Azure Databricks is a web-based platform built on top of Apache Spark and deployed to Microsoft's Azure cloud platform that provides a web-based interface that makes it simple for users to create and scale clusters of Spark servers and deploy jobs and Notebooks to those clusters. Spark provides a general-purpose compute engine ideal for working with big data, thanks to its built-in parallelization engine.
In the last article in this series, I showed how to create a new Databricks Cluster in a Microsoft Azure Databricks Workspace.
In this article, I will show how to create a notebook and run it on that cluster.
Navigate to the Databricks service, as shown in Fig. 1.
Click the [Launch Workspace] button (Fig. 2) to open the Azure Databricks page, as shown in Fig. 3.
Click the "New Notebook" link under "Common Tasks" to open the "Create Notebook" dialog, as shown in Fig. 4.
At the "Name" field, enter a name for your notebook. The name must be unique within this workspace.
At the "Language" dropdown, select the default language for your notebook. Current options are Python, Scala, SQL, and R. Selecting a language does not limit you to only using that language within this notebook. You can override the language in a given cell.
Click the [Create] button to create the new notebook. A blank notebook displays, as shown in Fig. 5.
Fig. 6 shows a notebook with some simple code added to the first 2 cells.
You can add, move, or manipulate cells by clicking the cell menu at the top right of an existing cell, as shown in Fig. 7.
In order to run your notebook, you will need to attach it to an existing, running cluster. Click the "Attach to" dropdown and select from the clusters in the current workspace, as shown in Fig. 8. See this article for information on how to create a cluster.

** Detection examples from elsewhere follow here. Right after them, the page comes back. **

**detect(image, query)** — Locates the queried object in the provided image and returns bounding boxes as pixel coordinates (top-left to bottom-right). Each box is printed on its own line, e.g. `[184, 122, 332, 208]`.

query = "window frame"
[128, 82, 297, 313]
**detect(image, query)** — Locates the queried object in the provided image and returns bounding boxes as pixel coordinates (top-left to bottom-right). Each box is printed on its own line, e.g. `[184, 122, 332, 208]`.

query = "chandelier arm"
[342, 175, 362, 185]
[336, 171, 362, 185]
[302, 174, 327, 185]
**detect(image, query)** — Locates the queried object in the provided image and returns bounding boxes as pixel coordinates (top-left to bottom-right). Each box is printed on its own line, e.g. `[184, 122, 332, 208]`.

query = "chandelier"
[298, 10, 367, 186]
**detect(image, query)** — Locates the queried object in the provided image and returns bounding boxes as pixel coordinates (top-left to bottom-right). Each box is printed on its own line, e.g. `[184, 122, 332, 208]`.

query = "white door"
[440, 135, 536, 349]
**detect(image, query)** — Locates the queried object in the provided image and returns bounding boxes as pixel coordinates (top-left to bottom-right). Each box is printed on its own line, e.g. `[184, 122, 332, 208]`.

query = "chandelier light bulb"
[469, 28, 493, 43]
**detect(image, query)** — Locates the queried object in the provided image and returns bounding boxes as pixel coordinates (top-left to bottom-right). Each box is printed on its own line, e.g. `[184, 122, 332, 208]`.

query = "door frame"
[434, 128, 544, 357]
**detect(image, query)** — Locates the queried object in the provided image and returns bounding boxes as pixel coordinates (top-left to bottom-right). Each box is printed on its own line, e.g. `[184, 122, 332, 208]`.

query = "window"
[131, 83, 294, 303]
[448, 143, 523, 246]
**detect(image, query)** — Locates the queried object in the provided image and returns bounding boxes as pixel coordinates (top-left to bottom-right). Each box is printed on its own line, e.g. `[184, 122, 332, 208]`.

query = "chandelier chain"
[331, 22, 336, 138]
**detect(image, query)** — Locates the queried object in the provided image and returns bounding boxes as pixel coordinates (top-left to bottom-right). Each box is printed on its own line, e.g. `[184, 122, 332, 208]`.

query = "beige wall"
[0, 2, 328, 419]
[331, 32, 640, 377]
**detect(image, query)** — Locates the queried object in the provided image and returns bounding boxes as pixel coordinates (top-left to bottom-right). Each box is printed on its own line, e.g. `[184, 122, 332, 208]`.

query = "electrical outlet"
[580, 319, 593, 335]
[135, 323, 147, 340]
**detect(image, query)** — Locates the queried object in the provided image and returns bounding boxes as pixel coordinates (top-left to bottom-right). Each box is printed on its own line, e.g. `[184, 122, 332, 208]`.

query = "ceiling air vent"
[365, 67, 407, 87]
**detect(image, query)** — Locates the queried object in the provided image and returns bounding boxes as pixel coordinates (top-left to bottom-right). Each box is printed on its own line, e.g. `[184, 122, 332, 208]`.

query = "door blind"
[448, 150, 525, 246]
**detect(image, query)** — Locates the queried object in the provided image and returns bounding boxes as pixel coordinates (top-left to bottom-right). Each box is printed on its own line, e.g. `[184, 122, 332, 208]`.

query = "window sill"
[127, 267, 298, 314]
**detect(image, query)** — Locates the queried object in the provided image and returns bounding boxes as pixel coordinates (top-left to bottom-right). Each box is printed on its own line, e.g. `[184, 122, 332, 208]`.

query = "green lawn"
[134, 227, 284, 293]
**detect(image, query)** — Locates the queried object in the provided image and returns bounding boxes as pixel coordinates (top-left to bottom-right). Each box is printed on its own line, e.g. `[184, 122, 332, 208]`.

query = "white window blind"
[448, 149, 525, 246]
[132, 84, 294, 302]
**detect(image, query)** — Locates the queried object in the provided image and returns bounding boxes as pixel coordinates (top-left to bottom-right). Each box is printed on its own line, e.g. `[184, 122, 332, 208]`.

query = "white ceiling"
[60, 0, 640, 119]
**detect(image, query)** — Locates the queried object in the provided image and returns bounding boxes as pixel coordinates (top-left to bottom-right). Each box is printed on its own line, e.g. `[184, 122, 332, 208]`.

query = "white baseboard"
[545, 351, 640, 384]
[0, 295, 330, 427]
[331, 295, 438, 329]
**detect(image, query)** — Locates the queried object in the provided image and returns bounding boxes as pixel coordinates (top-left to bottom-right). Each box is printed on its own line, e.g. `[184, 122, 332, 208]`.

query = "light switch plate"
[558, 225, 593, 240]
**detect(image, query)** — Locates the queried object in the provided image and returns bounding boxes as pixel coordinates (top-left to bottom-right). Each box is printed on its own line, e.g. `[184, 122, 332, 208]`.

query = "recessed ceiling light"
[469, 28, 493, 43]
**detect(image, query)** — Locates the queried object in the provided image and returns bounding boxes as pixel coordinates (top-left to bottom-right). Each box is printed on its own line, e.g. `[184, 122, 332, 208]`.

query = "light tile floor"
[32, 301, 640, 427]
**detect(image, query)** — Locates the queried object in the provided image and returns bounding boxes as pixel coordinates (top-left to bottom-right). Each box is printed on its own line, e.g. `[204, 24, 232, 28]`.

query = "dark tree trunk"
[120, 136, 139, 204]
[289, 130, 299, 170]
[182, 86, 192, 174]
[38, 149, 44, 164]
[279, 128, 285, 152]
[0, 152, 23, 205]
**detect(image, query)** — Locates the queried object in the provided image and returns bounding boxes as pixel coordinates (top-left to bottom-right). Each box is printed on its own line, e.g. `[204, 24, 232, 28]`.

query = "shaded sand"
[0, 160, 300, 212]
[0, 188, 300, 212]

You can run all the cells in a notebook by clicking the "Run all" button in the toolbar, as shown in Fig. 9.
Use the "Run" menu in the top right of a cell to run only that cell or the cells above or below it, as shown in Fig. 10.
Fig. 11 shows a notebook after all cells have been run. Note the output displayed below each cell.
In this article, I showed how to create, run, and manage a notebook in an Azure Databricks workspace.